Still, compounding 5.7 per cent per annum over twenty years more than triples your money. And when your money is a sovereign wealth fund worth a large chunk of GDP, this sounds far from awful.
But remember, the counterpart to GIC’s assets are debts owed to Singaporean CPF account holders and the MAS. If assets grew at a 5.7 per cent annualised pace, then how about these liabilities?
The first form of liabilities are to the MAS — in case they need FX reserves back to defend the currency peg. As we’ve outlined above, we’re not quite sure how big a number to put on FX reserve liabilities. But it looks safe to say that GIC will have handily outperformed overnight Singapore dollar deposit liabilities.
The second form are to the Central Provident Fund. CPF account holders get promised all sorts of different interest rates on their Singaporean dollars depending on all sorts of things like saver’s age, purpose of savings etc. Rather than piece together years of rates and balances we dived into the accounts and took the money-weighted average rate paid out. And owing to various rate floors, it is persistently higher than the market cost of borrowing:
We then chain-linked interest costs, and restated things in USD terms. Tada — we can see how GIC performance looks against CPF funding costs:
So, using a mixture of actual market data, official numbers and a tiny bit of guesswork, it looks like the assets managed by GIC have outperformed the liabilities owed to CPF account holders and accrued by the government in funding the asset manager over the past twenty years. But the ‘mixed’ ten year record shows how gearing up a sovereign balance sheet to punt international financial assets isn’t exactly a slam dunk sleep-at-night trade.
Bottom line
The country’s epic bet of gearing up to buy financial assets pays dividends each year in the form of Net Investment Return Contributions. And these finance about 20 per cent of annual government current spending.

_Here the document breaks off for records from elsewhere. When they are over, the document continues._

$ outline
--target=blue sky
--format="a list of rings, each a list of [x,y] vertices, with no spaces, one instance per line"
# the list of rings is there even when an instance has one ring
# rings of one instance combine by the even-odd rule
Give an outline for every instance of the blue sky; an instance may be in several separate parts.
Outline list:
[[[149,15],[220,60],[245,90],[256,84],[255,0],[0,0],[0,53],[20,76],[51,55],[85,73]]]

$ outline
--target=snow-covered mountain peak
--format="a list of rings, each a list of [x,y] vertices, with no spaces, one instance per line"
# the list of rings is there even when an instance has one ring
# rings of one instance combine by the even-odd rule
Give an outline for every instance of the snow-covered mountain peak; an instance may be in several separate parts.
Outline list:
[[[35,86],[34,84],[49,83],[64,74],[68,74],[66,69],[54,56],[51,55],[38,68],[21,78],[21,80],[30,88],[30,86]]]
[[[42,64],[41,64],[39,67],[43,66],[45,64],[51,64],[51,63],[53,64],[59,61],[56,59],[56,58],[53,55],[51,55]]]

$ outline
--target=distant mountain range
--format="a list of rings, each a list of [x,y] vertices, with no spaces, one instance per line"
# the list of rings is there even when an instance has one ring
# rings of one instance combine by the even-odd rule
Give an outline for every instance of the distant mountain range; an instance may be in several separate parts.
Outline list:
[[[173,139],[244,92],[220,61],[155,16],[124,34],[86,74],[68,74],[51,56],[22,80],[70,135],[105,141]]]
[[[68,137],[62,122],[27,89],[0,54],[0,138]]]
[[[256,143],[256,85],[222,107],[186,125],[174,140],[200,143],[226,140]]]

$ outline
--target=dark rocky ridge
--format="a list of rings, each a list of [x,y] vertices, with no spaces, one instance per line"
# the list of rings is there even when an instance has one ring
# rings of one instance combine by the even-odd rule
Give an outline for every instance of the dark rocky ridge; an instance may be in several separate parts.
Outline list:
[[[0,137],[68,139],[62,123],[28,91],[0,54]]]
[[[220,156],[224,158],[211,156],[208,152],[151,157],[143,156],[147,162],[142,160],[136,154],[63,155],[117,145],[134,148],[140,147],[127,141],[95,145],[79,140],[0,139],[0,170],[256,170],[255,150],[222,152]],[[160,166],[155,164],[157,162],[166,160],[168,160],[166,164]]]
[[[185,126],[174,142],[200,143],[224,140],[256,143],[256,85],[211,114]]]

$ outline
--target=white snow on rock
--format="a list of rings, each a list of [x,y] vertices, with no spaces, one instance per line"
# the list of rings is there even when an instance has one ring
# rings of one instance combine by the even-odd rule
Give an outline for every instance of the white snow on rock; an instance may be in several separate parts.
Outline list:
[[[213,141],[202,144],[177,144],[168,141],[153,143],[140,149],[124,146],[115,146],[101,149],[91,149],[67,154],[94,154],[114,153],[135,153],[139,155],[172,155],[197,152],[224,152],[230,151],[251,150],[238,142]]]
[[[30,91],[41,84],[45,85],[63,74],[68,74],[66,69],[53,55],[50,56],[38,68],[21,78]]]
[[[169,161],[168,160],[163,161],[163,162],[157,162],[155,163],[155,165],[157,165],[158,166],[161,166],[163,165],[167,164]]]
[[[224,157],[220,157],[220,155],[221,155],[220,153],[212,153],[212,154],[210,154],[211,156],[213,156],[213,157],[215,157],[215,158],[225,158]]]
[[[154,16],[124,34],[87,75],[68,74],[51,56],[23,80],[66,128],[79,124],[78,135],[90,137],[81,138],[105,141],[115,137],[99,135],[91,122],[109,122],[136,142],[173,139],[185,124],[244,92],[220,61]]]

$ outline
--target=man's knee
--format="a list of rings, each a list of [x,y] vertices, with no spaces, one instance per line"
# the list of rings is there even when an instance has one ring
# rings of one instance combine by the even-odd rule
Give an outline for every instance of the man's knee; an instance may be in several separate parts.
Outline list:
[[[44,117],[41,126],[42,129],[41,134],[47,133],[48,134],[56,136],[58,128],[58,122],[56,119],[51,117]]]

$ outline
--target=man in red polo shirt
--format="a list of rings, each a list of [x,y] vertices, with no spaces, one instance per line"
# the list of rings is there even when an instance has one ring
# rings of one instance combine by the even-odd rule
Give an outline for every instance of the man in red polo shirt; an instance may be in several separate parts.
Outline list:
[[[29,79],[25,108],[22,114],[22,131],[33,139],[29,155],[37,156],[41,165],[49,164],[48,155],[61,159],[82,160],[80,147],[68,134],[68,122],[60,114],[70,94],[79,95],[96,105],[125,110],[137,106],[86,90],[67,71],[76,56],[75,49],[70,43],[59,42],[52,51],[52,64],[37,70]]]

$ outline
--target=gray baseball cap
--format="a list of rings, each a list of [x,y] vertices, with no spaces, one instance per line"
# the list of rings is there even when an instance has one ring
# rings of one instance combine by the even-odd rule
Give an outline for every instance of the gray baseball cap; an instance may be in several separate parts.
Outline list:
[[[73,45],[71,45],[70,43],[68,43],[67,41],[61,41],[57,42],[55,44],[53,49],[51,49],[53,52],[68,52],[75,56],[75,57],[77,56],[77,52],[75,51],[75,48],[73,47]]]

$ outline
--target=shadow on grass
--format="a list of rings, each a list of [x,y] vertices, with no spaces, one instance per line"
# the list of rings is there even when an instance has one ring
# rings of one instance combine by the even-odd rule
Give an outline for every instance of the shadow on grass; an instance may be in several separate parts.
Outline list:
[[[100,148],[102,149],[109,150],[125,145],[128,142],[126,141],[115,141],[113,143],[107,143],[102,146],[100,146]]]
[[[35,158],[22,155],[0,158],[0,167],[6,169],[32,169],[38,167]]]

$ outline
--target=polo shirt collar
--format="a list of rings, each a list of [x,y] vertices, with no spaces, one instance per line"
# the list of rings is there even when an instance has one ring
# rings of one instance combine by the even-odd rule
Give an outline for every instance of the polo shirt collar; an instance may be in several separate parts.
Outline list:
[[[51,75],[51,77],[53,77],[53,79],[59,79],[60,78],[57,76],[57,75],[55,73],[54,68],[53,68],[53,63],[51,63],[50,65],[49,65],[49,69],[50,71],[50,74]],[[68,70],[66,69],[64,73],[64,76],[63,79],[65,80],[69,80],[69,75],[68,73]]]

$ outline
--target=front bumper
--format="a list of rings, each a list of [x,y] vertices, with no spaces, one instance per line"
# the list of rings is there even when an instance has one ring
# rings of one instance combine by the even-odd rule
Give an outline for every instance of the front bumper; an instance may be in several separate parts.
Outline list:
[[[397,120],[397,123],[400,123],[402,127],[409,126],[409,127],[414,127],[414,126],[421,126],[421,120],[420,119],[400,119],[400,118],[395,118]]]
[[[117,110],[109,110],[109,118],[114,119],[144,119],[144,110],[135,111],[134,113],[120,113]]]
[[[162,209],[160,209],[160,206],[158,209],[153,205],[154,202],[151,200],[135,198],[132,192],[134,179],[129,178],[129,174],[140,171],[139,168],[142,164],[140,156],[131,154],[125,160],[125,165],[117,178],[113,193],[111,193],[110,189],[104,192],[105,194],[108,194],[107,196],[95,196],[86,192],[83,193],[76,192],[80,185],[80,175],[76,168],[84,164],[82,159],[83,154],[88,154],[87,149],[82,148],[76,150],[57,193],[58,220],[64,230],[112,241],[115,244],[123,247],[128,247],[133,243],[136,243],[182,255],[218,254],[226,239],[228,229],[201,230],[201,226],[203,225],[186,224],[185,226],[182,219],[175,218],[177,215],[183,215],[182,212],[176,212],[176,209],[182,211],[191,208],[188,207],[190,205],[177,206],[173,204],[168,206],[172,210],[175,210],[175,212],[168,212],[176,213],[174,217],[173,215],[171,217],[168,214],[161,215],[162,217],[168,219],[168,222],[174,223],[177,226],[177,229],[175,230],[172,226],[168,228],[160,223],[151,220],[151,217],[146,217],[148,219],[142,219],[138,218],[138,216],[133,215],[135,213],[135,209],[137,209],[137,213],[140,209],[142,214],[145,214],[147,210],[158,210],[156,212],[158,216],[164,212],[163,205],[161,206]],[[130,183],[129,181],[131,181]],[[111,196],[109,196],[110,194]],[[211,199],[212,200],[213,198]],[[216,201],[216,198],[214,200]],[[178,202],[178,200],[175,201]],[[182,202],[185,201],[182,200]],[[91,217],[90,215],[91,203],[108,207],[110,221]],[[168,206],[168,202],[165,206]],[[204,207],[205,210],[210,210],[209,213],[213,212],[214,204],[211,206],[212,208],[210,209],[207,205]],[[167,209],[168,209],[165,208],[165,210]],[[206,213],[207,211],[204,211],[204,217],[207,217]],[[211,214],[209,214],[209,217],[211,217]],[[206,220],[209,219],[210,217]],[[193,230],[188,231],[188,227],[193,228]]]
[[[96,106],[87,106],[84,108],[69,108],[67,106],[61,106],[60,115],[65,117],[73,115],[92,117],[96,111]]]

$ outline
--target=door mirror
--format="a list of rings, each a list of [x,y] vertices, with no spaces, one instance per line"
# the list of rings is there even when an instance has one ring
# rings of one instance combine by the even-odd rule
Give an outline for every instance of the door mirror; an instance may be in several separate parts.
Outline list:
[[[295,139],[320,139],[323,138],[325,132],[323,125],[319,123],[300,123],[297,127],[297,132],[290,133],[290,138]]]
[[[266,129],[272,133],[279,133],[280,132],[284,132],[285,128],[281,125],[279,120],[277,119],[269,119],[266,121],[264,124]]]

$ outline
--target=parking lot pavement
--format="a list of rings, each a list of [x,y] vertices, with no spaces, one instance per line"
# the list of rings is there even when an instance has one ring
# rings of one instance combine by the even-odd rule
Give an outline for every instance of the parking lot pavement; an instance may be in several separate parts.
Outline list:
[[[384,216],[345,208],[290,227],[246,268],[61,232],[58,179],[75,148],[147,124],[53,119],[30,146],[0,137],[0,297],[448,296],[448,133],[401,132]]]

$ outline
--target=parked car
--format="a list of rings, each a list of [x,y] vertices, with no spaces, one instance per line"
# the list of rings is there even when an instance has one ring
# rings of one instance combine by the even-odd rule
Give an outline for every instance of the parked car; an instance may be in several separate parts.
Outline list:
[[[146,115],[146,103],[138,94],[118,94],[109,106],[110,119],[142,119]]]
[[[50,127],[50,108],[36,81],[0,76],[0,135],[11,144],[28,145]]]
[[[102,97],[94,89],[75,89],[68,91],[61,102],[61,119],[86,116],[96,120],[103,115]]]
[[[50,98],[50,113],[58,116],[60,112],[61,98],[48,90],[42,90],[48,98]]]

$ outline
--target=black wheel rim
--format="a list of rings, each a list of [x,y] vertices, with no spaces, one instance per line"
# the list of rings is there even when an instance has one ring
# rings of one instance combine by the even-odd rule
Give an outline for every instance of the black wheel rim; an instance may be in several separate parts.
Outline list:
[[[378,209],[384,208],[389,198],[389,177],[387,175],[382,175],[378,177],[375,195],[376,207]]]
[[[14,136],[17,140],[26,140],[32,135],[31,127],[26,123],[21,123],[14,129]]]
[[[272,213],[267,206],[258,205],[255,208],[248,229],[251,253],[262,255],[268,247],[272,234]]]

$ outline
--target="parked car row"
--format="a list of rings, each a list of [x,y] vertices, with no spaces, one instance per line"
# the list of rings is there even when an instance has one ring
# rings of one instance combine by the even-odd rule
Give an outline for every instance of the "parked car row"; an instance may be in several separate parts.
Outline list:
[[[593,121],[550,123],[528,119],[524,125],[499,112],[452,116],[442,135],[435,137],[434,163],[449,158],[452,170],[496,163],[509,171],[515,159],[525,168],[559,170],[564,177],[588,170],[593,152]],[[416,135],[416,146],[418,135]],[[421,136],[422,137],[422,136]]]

Successfully taking investment risk has allowed Singapore to spend more on education, healthcare and other worthy things without hiking taxes.
So it’s easy to be shoulda-woulda-coulda-sniffy about the performance of a Singaporean sovereign wealth fund versus a simple passive index. And it’s easy to be a bit snarky about the edifice of vast financial leverage on which the whole Singaporean system appears to be built. But it looks like the bet has worked for them — and worked very, very well.